Opposition parties have slammed the changes as a desperate attempt by Erdogan’s ruling Justice and Development Party, which has been sliding in opinion polls, to stay in power.
“The law we are discussing amounts to electoral engineering (by Erdogan’s party) with the aim of staying in power — not with the aim of serving a democratic election or representation,” said Filiz Kerestecioglu, a lawmaker from the pro-Kurdish opposition Peoples’ Democratic Party, before the vote. Her party is not part of the opposition alliance.
Hayati Yazici, a senior official from Erdogan’s party who drafted the reforms, has defended the reforms insisting that they ensure elections better reflect the “will of the people.”

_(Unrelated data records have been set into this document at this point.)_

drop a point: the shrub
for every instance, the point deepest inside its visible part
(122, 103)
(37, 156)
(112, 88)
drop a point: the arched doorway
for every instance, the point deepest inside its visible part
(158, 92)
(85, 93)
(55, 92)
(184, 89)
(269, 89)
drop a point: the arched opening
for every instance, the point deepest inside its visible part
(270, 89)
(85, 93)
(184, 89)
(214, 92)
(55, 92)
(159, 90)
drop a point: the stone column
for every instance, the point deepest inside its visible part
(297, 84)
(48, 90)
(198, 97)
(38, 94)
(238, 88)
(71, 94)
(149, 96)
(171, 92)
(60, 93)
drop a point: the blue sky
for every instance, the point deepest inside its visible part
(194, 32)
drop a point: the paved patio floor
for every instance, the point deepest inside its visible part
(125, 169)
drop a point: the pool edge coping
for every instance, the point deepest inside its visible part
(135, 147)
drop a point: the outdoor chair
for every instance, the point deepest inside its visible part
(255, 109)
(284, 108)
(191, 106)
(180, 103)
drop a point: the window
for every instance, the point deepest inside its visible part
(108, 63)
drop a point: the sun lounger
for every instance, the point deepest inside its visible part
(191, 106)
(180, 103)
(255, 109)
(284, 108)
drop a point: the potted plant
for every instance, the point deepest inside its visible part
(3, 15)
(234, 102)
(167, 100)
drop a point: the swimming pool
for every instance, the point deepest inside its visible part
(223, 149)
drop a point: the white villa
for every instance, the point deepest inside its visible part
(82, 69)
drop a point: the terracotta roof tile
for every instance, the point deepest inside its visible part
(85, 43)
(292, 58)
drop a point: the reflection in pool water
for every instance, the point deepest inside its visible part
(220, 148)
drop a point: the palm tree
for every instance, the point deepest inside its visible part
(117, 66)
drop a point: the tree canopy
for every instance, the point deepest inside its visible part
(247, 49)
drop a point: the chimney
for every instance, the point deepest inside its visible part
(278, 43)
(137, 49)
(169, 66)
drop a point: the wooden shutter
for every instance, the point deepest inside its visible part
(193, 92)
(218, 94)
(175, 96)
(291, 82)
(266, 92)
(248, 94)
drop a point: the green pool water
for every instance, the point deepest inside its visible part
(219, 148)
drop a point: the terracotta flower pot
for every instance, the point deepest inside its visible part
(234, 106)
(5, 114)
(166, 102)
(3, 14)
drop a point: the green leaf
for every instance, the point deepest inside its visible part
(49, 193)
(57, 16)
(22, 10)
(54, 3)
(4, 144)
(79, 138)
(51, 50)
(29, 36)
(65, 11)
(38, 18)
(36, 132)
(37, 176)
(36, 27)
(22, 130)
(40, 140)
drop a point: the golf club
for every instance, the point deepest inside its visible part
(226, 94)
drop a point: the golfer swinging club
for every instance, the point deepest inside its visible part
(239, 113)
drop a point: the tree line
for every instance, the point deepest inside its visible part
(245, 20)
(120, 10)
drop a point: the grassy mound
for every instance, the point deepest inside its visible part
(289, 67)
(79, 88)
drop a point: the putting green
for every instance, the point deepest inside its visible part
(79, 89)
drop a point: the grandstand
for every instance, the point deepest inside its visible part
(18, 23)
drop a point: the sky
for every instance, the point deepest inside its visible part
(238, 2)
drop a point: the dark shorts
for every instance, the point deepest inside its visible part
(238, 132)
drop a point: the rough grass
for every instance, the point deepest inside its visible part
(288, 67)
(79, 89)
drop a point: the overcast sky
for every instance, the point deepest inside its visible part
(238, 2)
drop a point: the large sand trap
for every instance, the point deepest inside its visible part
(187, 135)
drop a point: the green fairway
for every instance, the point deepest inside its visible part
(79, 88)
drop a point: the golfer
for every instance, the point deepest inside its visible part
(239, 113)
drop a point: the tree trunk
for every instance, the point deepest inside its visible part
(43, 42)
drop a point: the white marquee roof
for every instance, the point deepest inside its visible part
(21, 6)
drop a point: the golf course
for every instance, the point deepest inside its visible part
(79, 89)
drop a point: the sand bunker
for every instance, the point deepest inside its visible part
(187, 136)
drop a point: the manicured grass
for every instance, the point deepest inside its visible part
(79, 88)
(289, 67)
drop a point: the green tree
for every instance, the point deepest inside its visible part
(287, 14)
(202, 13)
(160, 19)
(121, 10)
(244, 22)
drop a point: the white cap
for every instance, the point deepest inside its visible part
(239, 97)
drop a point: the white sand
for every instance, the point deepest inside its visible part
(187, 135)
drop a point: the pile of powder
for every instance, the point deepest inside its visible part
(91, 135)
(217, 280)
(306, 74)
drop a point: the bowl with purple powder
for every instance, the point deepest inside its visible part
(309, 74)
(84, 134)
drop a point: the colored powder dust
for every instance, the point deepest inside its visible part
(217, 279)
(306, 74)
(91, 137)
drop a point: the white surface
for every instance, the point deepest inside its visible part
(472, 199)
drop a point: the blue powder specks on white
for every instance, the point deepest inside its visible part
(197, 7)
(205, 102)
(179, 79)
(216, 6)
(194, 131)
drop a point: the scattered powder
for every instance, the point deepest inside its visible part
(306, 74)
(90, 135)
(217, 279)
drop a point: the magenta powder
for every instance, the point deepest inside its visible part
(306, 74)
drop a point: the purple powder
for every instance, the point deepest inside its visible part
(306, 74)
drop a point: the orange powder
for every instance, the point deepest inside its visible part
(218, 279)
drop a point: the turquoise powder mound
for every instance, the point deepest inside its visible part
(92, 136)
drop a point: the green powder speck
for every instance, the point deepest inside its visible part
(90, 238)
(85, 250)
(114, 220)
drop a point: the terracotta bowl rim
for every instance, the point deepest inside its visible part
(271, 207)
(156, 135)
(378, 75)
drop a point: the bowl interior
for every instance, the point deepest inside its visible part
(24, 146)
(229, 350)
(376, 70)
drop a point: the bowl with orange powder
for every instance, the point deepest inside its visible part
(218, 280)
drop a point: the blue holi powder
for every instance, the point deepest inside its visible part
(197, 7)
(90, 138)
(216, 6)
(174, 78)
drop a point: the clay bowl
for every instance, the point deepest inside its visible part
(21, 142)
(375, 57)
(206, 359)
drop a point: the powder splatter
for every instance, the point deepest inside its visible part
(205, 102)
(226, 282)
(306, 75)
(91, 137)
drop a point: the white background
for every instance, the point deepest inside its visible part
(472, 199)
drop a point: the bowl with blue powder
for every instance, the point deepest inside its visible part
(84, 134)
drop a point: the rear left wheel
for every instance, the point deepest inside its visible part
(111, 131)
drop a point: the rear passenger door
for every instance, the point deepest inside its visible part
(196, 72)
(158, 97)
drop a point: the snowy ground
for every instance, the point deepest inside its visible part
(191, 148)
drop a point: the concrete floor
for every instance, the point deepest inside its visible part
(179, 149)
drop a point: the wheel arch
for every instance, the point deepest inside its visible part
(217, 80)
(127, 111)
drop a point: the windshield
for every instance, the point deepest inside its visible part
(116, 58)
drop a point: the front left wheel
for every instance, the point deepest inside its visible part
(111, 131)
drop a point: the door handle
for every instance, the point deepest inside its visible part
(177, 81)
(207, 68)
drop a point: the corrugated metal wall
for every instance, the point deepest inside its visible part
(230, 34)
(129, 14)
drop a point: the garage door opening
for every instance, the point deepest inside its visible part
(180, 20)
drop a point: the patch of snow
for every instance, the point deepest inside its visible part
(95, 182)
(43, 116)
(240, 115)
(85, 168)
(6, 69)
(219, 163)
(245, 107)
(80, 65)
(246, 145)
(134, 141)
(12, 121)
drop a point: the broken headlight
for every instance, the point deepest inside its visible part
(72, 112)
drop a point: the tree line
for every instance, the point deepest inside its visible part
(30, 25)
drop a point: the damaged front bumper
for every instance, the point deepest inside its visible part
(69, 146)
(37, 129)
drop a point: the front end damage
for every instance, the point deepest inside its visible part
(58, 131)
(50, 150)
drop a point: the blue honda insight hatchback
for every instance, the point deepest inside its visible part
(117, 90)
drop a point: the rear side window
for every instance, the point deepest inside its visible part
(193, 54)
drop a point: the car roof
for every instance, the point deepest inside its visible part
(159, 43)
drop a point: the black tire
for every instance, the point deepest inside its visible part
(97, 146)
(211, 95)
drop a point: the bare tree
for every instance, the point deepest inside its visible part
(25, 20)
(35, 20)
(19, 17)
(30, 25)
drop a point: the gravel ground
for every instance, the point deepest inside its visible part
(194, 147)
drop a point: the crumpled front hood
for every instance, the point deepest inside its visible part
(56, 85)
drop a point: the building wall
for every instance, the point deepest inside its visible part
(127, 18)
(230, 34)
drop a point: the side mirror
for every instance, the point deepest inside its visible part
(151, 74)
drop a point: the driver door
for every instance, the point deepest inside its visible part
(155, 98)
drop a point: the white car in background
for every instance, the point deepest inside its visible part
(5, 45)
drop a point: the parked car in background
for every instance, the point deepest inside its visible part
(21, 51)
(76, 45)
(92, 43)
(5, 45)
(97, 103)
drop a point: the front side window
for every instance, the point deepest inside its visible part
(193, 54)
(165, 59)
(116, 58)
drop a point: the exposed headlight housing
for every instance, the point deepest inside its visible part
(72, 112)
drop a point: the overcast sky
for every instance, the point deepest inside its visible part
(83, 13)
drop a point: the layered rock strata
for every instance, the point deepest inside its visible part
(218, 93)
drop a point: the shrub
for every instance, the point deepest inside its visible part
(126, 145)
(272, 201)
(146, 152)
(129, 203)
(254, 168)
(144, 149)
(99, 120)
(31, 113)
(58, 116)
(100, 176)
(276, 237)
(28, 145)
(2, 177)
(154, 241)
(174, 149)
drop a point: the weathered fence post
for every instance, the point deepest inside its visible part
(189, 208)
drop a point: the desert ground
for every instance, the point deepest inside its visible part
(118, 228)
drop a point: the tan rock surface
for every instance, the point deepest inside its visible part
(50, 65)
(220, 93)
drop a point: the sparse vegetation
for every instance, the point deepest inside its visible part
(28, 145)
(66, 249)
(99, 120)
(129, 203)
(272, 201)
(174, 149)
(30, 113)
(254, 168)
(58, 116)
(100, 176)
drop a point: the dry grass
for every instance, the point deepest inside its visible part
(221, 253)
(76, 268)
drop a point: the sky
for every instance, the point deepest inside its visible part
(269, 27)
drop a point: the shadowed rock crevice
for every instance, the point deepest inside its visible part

The main opposition Republican People’s Party has vowed to challenge some of the changes at Turkey’s highest court.
The changes to the way legislative seats are distributed in each electoral district are likely to put smaller parties at a disadvantage and make it pointless for them to join the opposition alliance. Whereas previously parliamentary seats were distributed according to the total votes mustered by an alliance, with the changes, the seats will be allocated according to the votes that each party receives.

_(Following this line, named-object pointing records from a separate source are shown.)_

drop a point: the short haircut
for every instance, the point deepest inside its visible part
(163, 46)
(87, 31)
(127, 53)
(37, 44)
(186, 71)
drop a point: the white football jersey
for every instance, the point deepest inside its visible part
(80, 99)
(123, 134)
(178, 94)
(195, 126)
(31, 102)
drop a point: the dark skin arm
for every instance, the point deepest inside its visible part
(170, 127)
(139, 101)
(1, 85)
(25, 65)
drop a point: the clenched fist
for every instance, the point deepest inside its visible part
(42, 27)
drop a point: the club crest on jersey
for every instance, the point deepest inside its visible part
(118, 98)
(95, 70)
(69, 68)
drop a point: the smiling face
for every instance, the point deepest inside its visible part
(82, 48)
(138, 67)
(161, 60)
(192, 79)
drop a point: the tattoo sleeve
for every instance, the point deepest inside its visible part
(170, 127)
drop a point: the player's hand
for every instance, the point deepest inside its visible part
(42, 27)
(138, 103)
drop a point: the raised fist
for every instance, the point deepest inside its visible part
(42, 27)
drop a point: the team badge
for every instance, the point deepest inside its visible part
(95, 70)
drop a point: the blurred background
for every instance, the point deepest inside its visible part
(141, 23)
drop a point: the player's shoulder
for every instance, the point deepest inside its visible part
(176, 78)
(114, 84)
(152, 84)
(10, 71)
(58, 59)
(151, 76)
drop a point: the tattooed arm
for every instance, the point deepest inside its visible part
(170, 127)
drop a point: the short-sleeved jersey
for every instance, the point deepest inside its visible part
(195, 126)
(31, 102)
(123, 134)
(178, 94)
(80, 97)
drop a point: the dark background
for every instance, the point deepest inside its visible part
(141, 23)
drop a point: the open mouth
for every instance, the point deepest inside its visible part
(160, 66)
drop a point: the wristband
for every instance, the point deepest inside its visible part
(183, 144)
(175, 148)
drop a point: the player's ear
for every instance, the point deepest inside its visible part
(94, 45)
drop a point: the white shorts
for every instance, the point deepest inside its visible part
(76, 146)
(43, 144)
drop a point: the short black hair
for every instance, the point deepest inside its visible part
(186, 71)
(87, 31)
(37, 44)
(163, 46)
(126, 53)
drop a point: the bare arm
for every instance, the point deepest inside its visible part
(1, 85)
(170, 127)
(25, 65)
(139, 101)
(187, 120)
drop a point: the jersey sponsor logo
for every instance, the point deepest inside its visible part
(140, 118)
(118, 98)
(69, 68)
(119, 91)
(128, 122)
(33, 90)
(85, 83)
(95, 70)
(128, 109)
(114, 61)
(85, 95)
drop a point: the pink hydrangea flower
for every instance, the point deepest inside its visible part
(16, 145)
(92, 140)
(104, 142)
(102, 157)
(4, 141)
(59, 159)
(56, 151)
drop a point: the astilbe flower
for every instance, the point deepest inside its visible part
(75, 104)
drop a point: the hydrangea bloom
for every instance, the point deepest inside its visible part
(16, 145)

Critics say the move aims to deter two small conservative parties that broke away Erdogan’s ruling party from joining the opposition alliance.
Under the new measures, challenges to vote counts would be overseen by judges selected in a draw instead of the top-ranking judge in a district. Critics claim the move would make it more likely for judges that were appointed by the ruling party in recent years — and allegedly loyal to the party — to oversee appeals cases.
The opposition has welcomed the lowering of the minimum percentage of votes required to be represented in parliament. However, they say the move is aimed at saving the Nationalist Movement Party, which is allied with Erdogan’s party and is trailing in opinion polls. The threshold would remain among the highest in Europe.
They also maintain that due to a technicality in the reforms, Erdogan as president would be exempt from some campaign restrictions which would cast a shadow on the fairness of the vote — a charge the ruling party denies.
The election reforms were introduced a month after the leaders of six opposition parties came together and pledged a return to a parliamentary system if they win the next elections. They vowed to dismantle the executive presidential system ushered in by Erdogan that critics say amounts to a one-man rule.
Polls indicate that the ruling party-led alliance is losing support amid an economic downturn and surging inflation that has left many struggling to address basic needs.
The changes would come into effect in time for presidential and parliamentary elections slated for June 2023. The current election laws would apply if early elections are called.